I spent so much of 2019 dreaming about you. I had such great dreams and plans for this glorious time. When you arrived on New Years day I was more sick than ever before. Should I have known then? A week later, I received an IV of fluids in the emergency clinic because of my body’s instability and dehydration. I dropped pounds I couldn’t afford to lose before a scheduled IVF transfer. I force fed myself for months to try and gain some weight back in constant fear of passing out. I thought January may just be a rough start. 2020, I should have known you were going to give me a run for my money. You were difficult from the start.
Then the shots began for our IVF frozen embryo transfer. My body constantly turned on me, warped by the drugs and hormone injections, making it difficult to stand most days. I powered through and looked ahead with so much hope. The spring will be brighter! We will travel to London after this is all over, or so I thought.
We canceled a Floridan adventure the first week in March because I just didn’t feel right about going. That week the global pandemic was declared as well as a national state of emergency. My gut feeling didn’t seem so silly then. I’m glad I wasn’t thousands of miles away from Jo when all of this happened, but I didn’t realize I was giving up my last shot at a vacation for the year. The rest unfolds like an unbelievable end of the world novel.
All the events of this year have been beyond challenging. No one has been untouched by the tragedy, rawness, and weight this year has invited.
In reflection, I am faced with the truth of what hardship brings out of people. Hardship makes us cling to what really matters and reveals our most authentic selves. Hardship uncovers the beauty that unintentionally gets buried in the everyday. Hardship is what makes life so damn beautiful.
This year has made us cry, it has caused us to ache, it has brought discomfort no one could have predicted. But with it, this year has brought beauty, connection, and a necessary pause.
When I look at my camera roll from the last six months, I don’t see anything but beauty. Even on the days I knew were the hardest and darkest I remember them with a smile, even the tearful moments. Thinking “Wow, I survived this. and I am more in tune with myself because of it.”.
2020, You have brought your worst. You have brought truths we didn’t want to address. You have invited the ugly that we did not want to see and made us sit with it.
I thank you for your blunt and unapologetic self. I thank you for showing me who I am and who I would like to become. I thank you for forcing me to sit with the discomfort that lives inside of me and my world. I thank you for showing me what I want to work to change in me, in my home, and in my community.
2020, You have changed me in the deepest way. Through tears and anger, I am learning to rebuild what I am and how I show up in the world.

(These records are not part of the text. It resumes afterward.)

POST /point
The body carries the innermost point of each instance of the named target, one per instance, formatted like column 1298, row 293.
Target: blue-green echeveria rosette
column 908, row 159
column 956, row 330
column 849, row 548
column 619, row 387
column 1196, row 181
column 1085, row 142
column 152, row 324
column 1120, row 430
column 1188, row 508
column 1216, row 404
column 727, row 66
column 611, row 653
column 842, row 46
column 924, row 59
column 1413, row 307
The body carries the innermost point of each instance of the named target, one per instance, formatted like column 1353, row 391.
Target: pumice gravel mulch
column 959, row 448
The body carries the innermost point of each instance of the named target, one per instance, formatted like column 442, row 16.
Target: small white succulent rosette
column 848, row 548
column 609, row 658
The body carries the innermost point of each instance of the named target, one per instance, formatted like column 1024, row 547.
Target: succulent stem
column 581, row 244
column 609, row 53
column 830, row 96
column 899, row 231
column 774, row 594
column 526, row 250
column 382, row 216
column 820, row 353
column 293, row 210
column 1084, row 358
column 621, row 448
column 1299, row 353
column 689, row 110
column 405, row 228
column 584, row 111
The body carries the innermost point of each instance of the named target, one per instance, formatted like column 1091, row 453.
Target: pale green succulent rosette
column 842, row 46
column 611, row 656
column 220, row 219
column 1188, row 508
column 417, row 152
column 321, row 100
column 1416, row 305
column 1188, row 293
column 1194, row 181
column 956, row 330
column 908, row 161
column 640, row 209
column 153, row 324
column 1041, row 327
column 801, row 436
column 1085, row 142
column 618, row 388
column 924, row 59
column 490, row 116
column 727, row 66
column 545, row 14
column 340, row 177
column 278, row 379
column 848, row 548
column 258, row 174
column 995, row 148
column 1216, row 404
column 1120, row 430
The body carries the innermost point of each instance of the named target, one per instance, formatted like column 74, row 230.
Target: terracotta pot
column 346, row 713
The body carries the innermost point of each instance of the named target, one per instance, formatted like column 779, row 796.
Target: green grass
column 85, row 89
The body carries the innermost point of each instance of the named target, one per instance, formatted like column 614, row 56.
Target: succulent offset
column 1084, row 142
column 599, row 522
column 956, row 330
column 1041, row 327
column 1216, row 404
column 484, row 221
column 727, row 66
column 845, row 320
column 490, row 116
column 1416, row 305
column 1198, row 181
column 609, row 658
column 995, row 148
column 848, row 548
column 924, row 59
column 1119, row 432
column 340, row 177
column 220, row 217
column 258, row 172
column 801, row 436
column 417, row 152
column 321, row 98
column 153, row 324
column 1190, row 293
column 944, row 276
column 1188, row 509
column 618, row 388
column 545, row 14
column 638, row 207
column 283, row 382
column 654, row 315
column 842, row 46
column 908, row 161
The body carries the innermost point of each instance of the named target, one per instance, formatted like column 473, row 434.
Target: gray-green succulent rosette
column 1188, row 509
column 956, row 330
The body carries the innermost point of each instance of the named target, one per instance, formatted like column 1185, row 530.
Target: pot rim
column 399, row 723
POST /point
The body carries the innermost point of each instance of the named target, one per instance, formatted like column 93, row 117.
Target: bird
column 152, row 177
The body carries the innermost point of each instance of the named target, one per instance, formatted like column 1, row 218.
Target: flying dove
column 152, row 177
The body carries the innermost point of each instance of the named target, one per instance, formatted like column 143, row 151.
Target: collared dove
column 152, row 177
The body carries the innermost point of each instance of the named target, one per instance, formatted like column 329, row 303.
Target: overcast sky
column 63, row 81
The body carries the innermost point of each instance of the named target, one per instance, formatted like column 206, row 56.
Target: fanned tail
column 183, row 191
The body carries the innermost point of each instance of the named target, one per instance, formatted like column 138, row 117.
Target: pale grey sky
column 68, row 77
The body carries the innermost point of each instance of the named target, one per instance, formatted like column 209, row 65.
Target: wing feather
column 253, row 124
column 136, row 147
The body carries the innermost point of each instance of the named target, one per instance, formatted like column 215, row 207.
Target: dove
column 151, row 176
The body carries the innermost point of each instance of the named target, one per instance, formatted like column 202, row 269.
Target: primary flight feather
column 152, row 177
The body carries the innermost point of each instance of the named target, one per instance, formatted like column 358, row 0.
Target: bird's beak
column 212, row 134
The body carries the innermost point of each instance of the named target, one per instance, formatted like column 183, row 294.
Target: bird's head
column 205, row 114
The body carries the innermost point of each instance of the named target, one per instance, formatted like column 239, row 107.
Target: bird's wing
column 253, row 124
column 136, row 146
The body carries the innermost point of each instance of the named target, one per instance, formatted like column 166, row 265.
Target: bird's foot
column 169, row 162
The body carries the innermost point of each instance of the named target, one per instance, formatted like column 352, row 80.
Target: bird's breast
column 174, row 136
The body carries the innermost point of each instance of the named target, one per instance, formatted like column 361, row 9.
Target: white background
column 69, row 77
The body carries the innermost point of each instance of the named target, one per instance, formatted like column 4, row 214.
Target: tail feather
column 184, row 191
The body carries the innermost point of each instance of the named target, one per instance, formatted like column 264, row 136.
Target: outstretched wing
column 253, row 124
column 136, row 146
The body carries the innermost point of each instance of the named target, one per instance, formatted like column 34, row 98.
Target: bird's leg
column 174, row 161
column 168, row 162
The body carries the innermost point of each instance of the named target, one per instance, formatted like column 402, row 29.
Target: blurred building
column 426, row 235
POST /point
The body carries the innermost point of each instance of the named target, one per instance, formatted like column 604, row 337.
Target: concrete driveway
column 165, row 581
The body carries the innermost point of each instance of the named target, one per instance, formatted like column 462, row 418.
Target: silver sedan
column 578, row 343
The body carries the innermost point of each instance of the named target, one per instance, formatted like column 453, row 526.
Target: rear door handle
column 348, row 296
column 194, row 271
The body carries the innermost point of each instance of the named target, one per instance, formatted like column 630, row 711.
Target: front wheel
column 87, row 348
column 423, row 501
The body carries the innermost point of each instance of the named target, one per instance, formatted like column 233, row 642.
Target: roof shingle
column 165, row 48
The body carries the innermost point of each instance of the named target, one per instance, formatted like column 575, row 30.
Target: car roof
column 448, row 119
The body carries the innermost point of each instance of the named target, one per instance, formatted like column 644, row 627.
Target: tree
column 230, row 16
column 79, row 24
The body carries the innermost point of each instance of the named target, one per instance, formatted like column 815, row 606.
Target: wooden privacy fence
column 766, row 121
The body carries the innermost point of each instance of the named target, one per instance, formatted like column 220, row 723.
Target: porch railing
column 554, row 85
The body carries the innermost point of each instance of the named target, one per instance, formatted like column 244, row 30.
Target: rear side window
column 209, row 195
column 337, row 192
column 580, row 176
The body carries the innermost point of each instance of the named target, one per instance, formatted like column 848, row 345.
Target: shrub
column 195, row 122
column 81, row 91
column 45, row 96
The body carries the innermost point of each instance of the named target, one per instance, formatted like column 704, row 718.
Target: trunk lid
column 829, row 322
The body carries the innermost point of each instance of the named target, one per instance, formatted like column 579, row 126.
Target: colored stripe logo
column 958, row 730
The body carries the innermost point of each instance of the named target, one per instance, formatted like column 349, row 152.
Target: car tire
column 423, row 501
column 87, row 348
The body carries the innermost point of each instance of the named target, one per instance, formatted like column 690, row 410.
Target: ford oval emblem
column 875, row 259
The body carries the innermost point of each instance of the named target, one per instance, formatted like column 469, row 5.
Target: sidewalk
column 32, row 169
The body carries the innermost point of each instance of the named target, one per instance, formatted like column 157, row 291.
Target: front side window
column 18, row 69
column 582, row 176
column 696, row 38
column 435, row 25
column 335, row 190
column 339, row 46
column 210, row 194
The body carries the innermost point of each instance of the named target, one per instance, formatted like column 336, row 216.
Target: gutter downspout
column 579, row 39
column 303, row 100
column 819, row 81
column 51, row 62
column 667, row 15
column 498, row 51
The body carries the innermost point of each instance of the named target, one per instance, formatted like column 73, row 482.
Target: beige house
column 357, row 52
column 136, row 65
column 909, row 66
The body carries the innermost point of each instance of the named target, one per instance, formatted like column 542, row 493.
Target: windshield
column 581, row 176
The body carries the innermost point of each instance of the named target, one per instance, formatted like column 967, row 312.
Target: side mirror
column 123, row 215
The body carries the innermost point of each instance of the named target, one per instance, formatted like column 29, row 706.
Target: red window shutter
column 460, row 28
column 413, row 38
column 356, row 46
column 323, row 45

When this catastrophic year comes to a close, I’d like to believe we will all be better for leaning into the discomfort that is has brought. I hope we all stand a little taller on new year’s eve knowing that we are wiser having battled through such a journey as this together. We are mightier that we know, but after this year we all have a glimpse of what we are able to withstand.
This year, we have done hard things. We are capable of so much more. On the dark days when we are tired and beat down by the challenges that have been brought to our doorstep, I move to lean in to the discomfort. Invite it in and sit with it, allowing it to change your heart and mind. Embrace the ugly so it can show you your beautiful.